The Learning Accelerator
This resource from The Learning Accelerator examines how student-centered learning environments can cultivate independent, self-directed learners through intentional instructional and facilitation approaches. It explores the practical design of classroom models where teachers shift from direct instruction toward facilitation, giving students greater agency over their learning pathways, pace, and process. The resource likely addresses concrete strategies, structures, and conditions that practitioners need to make this shift effectively and sustainably. For school leaders and educators pursuing meaningful learning transformation, it offers grounded insight into how instructional design choices directly shape students’ capacity to take ownership of their education—a critical competency for long-term academic and life success.

Learner-centered Instruction

Ontario Tech
Ontario Tech’s Learner-Centered Instruction resource examines pedagogical approaches that shift the focus from teacher-led delivery to active student engagement, positioning learners as central participants in the construction of knowledge. It offers practitioners frameworks and strategies for redesigning instruction and facilitation practices, including how to structure learning experiences that promote inquiry, collaboration, and student agency. The resource addresses the practical dimensions of transitioning from traditional transmission models to environments where students take greater ownership of their learning process. For school leaders and educators pursuing instructional innovation, this resource provides grounding in a model that has strong alignment with contemporary evidence on deep learning, student motivation, and equitable outcomes across diverse learner populations.

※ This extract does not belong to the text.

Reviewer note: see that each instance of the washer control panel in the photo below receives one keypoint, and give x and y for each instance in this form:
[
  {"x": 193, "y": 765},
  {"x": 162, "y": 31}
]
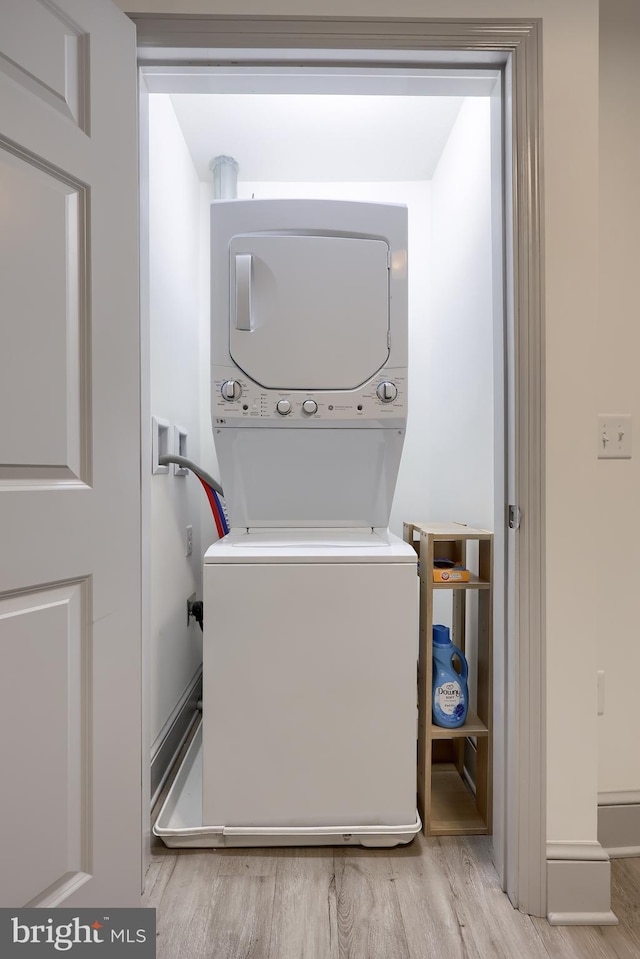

Instructional Transformation Matrix

Center for Educational Leadership University of Washington
The Instructional Transformation Matrix, developed by the Center for Educational Leadership at the University of Washington, is a research-grounded framework that helps educators and school leaders assess and shift the quality of classroom instruction across a continuum of practice. The tool maps instructional approaches from teacher-centered, low-rigor delivery toward student-centered, high-rigor facilitation, giving practitioners a concrete way to visualize and name where current practice sits and where it needs to move. It offers specific descriptors across multiple dimensions of instruction, making it practical for coaching conversations, classroom observations, and professional learning communities. For leaders pursuing meaningful learning transformation, the matrix provides a shared language and diagnostic lens that moves improvement efforts beyond vague expectations and into actionable, observable instructional shifts.